For no other horse – not even the peerless Arkle or the indomitable Desert Orchid – has displayed so extended a mix of both precocity and sustained excellence. Kauto Star won half of his six races – and took a fall at Auteuil- in that first three year old campaign. He came over to Paul Nichols in the summer of 2004 making this his 6th UK season and the fifth consecutive time he has run at the Cheltenham Festival. Yet still some argue against him.
It’s partly because of his tendency to mix imperious brilliance with heart and the mouth drama which even extended to his first race this term when only the judge was able to separate him and the supposedly way inferior Imperial Commander at the end of slugging match up the run in at Haydock. In January 2005 he and Ruby Walsh only lost in a photo after turning over at the second last and remounting at Exeter. In March 2006 he took a real crasher of a fall at the second fence in the Champion Chase. The next season may have delivered a flawless six from six record including both the Tingle Creek and the Gold Cup, he at times still entirely ignored the ordinary rules of jumping. In the 2008 Gold Cup he was flattened by the Denman juggernaut. Only now 33 races, 20 victories and £2million in prize money on are we truly giving him his due.
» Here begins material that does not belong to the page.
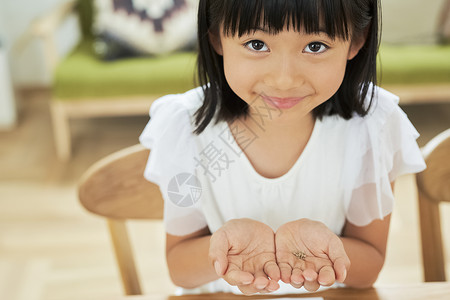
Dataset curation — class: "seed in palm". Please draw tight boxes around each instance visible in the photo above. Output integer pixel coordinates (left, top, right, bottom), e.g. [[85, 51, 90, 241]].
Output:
[[292, 251, 306, 260]]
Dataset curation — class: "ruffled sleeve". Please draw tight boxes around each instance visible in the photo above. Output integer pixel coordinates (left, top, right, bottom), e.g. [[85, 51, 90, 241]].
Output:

For this is a wonderful equine racer; tall, elegant, athletic, classy but also stubbornly determined. When he is truly on song as he was when he took his 4th consecutive King George VI Chase at Kempton last December, he is the most awesome and athletically pleasing sight in steeplechasing. But if he has to, as happened at Haydock, he is prepared to take his coat off and stick his neck out to get the job done.
For him to be competing at the top level for a seventh consecutive season speaks volumes for those who train him but is most of all a tribute to his own talent and constitution. You only have to look at the record of Denman and indeed of Imperial Commander to see how difficult such excellence is to sustain. If either or both of them get to the Gold Cup start in peak form they are entitled to the argument. But Kauto Star at his imperious best is something else. Go there and celebrate.